ESCO + EURES integration¶

Status: curated subset shipped under reference/esco/; the full ESCO dataset import is a funded milestone.

This document is the operational reference for how Helpmefindthejob uses the ESCO (European Skills, Competences, Qualifications and Occupations) and EURES (European Employment Services) standards. It complements docs/mcp-server.md (which describes the MCP tools that surface these standards) and STANDARDS.md (which lists the standards we cite).

Why these standards¶

The project's mission — captured in docs/grant/01-project-brief.md — is to put bureaucratic-navigation knowledge in the hands of anyone facing structural labor-market friction across the EU, with migrants and EU-mobile workers as the most acute use case. Bureaucratic navigation in this domain depends on agreeing on what occupations and skills are. ESCO and EURES are the canonical EU vocabularies:

ESCO is the European Commission's pan-EU classification of ~3,000 occupations and ~13,000 skills, multilingually labelled in all 24 EU official languages plus Norwegian, Icelandic, and Arabic. Maintained by the Directorate-General for Employment, Social Affairs and Inclusion.
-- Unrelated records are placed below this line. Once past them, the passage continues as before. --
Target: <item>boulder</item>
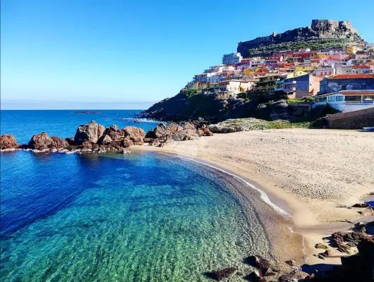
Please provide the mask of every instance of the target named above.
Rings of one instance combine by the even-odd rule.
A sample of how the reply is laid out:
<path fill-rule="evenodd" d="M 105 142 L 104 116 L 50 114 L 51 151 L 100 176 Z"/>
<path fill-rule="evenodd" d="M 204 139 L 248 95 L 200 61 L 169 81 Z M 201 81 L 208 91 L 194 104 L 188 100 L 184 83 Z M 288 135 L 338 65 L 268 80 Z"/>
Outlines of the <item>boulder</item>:
<path fill-rule="evenodd" d="M 170 139 L 171 133 L 164 123 L 159 123 L 155 129 L 150 130 L 145 138 L 156 139 L 158 141 L 167 141 Z"/>
<path fill-rule="evenodd" d="M 171 123 L 167 127 L 167 129 L 169 129 L 171 134 L 174 134 L 177 131 L 183 130 L 183 128 L 176 123 Z"/>
<path fill-rule="evenodd" d="M 183 125 L 183 129 L 192 129 L 193 130 L 195 130 L 196 128 L 195 128 L 195 125 L 192 124 L 191 123 L 186 123 Z"/>
<path fill-rule="evenodd" d="M 13 135 L 4 134 L 0 136 L 0 149 L 17 149 L 20 147 Z"/>
<path fill-rule="evenodd" d="M 121 146 L 123 147 L 123 148 L 127 148 L 127 147 L 128 147 L 130 146 L 133 146 L 133 145 L 134 145 L 134 142 L 133 142 L 133 140 L 128 136 L 125 137 L 121 142 Z"/>
<path fill-rule="evenodd" d="M 69 144 L 66 140 L 60 138 L 57 136 L 52 136 L 52 139 L 54 142 L 54 146 L 56 149 L 65 149 L 69 146 Z"/>
<path fill-rule="evenodd" d="M 204 136 L 212 136 L 213 133 L 210 131 L 210 130 L 208 128 L 203 128 L 203 135 Z"/>
<path fill-rule="evenodd" d="M 106 134 L 102 135 L 97 140 L 97 144 L 100 145 L 110 145 L 113 140 L 110 137 L 109 135 L 107 135 Z"/>
<path fill-rule="evenodd" d="M 125 137 L 128 137 L 134 144 L 140 145 L 144 143 L 143 140 L 145 137 L 145 131 L 142 128 L 133 126 L 126 126 L 123 130 L 125 133 Z"/>
<path fill-rule="evenodd" d="M 33 135 L 28 142 L 30 149 L 39 150 L 47 149 L 54 146 L 54 142 L 45 132 Z"/>
<path fill-rule="evenodd" d="M 205 275 L 211 279 L 219 281 L 223 278 L 230 277 L 237 270 L 236 267 L 227 267 L 217 271 L 206 272 Z"/>
<path fill-rule="evenodd" d="M 78 126 L 74 141 L 77 145 L 81 145 L 84 142 L 96 143 L 99 135 L 99 125 L 96 121 L 90 121 L 87 124 L 82 124 Z"/>
<path fill-rule="evenodd" d="M 248 275 L 244 277 L 244 279 L 248 280 L 251 282 L 265 282 L 266 280 L 263 277 L 261 277 L 260 273 L 255 270 L 251 272 Z"/>
<path fill-rule="evenodd" d="M 102 136 L 104 131 L 105 131 L 105 127 L 99 124 L 97 126 L 97 140 L 99 140 Z"/>
<path fill-rule="evenodd" d="M 106 128 L 104 134 L 109 135 L 114 142 L 121 142 L 125 137 L 125 133 L 117 125 L 111 125 Z"/>
<path fill-rule="evenodd" d="M 76 141 L 74 140 L 73 137 L 68 137 L 67 138 L 65 138 L 65 140 L 68 142 L 68 144 L 71 146 L 75 146 L 76 145 Z"/>
<path fill-rule="evenodd" d="M 198 135 L 196 134 L 195 129 L 183 129 L 181 131 L 175 133 L 172 138 L 175 141 L 193 140 L 197 139 Z"/>

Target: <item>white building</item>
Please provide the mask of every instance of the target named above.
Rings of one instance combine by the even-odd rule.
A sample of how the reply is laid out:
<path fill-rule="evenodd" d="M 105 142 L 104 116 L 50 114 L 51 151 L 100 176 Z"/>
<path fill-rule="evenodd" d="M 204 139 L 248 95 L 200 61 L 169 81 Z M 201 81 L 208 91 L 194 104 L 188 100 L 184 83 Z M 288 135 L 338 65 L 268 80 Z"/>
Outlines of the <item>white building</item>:
<path fill-rule="evenodd" d="M 222 58 L 222 63 L 224 65 L 231 65 L 240 63 L 241 60 L 243 60 L 243 57 L 240 53 L 227 54 L 224 55 Z"/>
<path fill-rule="evenodd" d="M 343 113 L 374 107 L 374 90 L 343 90 L 318 95 L 313 106 L 330 104 Z"/>

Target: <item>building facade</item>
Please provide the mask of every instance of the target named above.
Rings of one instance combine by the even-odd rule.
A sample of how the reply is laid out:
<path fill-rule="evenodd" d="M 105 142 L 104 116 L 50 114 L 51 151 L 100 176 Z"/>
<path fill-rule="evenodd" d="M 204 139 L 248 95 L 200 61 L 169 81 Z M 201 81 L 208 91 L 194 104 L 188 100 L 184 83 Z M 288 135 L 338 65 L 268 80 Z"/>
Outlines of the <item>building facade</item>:
<path fill-rule="evenodd" d="M 343 90 L 318 95 L 315 106 L 328 104 L 343 113 L 374 107 L 374 90 Z"/>
<path fill-rule="evenodd" d="M 319 94 L 342 90 L 370 90 L 374 89 L 374 75 L 336 75 L 320 81 Z"/>
<path fill-rule="evenodd" d="M 231 53 L 224 54 L 222 58 L 222 63 L 224 65 L 231 65 L 234 63 L 239 63 L 241 61 L 243 57 L 240 53 Z"/>

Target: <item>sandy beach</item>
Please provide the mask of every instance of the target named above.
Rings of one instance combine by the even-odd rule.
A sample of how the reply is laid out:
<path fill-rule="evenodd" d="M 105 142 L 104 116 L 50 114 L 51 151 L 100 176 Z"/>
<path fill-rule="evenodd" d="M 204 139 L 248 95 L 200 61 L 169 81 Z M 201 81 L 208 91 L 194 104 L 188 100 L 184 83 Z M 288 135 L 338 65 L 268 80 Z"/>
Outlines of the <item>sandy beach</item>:
<path fill-rule="evenodd" d="M 135 149 L 177 154 L 217 165 L 263 190 L 291 214 L 305 238 L 306 255 L 322 238 L 358 220 L 346 209 L 374 192 L 374 134 L 354 130 L 283 129 L 215 134 L 163 147 Z M 340 254 L 329 258 L 339 262 Z"/>

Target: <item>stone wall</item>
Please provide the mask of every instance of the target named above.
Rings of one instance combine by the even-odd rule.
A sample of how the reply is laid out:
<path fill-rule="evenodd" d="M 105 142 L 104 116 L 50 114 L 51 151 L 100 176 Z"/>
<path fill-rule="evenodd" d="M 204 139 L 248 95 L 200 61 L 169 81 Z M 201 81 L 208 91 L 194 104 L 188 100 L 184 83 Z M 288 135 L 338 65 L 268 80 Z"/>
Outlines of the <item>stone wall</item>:
<path fill-rule="evenodd" d="M 328 126 L 334 129 L 362 129 L 374 126 L 374 108 L 327 116 Z"/>

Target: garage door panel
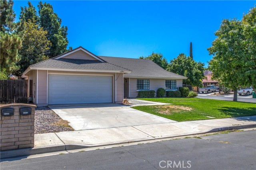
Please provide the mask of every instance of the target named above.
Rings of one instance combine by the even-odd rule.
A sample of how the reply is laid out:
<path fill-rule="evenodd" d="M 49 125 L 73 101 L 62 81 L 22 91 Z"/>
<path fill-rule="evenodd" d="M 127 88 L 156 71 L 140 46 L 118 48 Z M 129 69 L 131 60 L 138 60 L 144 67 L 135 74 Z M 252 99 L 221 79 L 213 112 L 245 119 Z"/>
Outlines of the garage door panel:
<path fill-rule="evenodd" d="M 66 102 L 66 98 L 51 98 L 51 101 L 53 103 L 57 104 L 62 103 Z"/>
<path fill-rule="evenodd" d="M 82 83 L 74 83 L 74 84 L 67 84 L 67 88 L 79 88 L 81 89 L 83 88 L 83 84 Z"/>
<path fill-rule="evenodd" d="M 51 94 L 53 95 L 62 95 L 66 96 L 67 92 L 65 90 L 54 90 L 51 91 Z"/>
<path fill-rule="evenodd" d="M 112 77 L 50 75 L 48 104 L 112 102 Z"/>
<path fill-rule="evenodd" d="M 51 76 L 49 80 L 66 80 L 67 78 L 66 76 L 61 76 L 53 75 Z"/>
<path fill-rule="evenodd" d="M 98 81 L 98 78 L 95 77 L 84 77 L 82 78 L 82 80 L 87 82 L 97 82 Z"/>
<path fill-rule="evenodd" d="M 50 88 L 56 88 L 57 89 L 60 88 L 65 88 L 66 87 L 66 84 L 63 83 L 53 83 L 51 84 L 51 85 L 49 86 Z"/>

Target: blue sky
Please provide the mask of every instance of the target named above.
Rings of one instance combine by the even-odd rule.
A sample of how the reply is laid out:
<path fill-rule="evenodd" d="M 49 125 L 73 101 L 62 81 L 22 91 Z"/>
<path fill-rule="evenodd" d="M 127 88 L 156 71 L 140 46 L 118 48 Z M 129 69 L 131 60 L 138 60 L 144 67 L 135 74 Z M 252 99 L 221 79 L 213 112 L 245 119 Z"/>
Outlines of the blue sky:
<path fill-rule="evenodd" d="M 189 55 L 207 65 L 207 49 L 224 19 L 241 20 L 256 1 L 42 1 L 68 28 L 68 46 L 98 55 L 138 58 L 152 51 L 168 61 Z M 32 1 L 36 6 L 38 1 Z M 14 1 L 18 19 L 27 1 Z"/>

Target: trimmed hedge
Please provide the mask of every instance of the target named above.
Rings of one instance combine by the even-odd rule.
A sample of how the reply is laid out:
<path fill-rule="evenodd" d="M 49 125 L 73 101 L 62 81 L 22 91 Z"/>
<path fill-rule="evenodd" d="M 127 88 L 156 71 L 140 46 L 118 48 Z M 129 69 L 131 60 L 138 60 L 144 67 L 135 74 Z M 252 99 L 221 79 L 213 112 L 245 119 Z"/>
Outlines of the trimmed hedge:
<path fill-rule="evenodd" d="M 152 98 L 155 97 L 155 90 L 139 91 L 138 97 L 140 98 Z"/>
<path fill-rule="evenodd" d="M 163 88 L 159 88 L 156 91 L 156 97 L 158 98 L 162 98 L 165 95 L 165 90 Z"/>
<path fill-rule="evenodd" d="M 195 92 L 193 92 L 193 91 L 190 91 L 189 92 L 188 96 L 188 97 L 190 98 L 194 98 L 196 96 L 197 96 L 197 93 L 196 93 Z"/>
<path fill-rule="evenodd" d="M 181 93 L 181 97 L 182 98 L 186 98 L 188 96 L 189 93 L 189 89 L 186 87 L 179 87 L 179 90 Z"/>
<path fill-rule="evenodd" d="M 168 98 L 180 98 L 181 93 L 179 91 L 167 91 L 166 97 Z"/>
Published as CSV, RDF, and SKOS under Creative Commons Attribution 4.0 International (CC BY 4.0).
EURES is the EU portal for cross-border employment services. Its job-posting schema is the de-facto interoperability format for job listings shared between European public employment services and is closely aligned with schema.org JobPosting.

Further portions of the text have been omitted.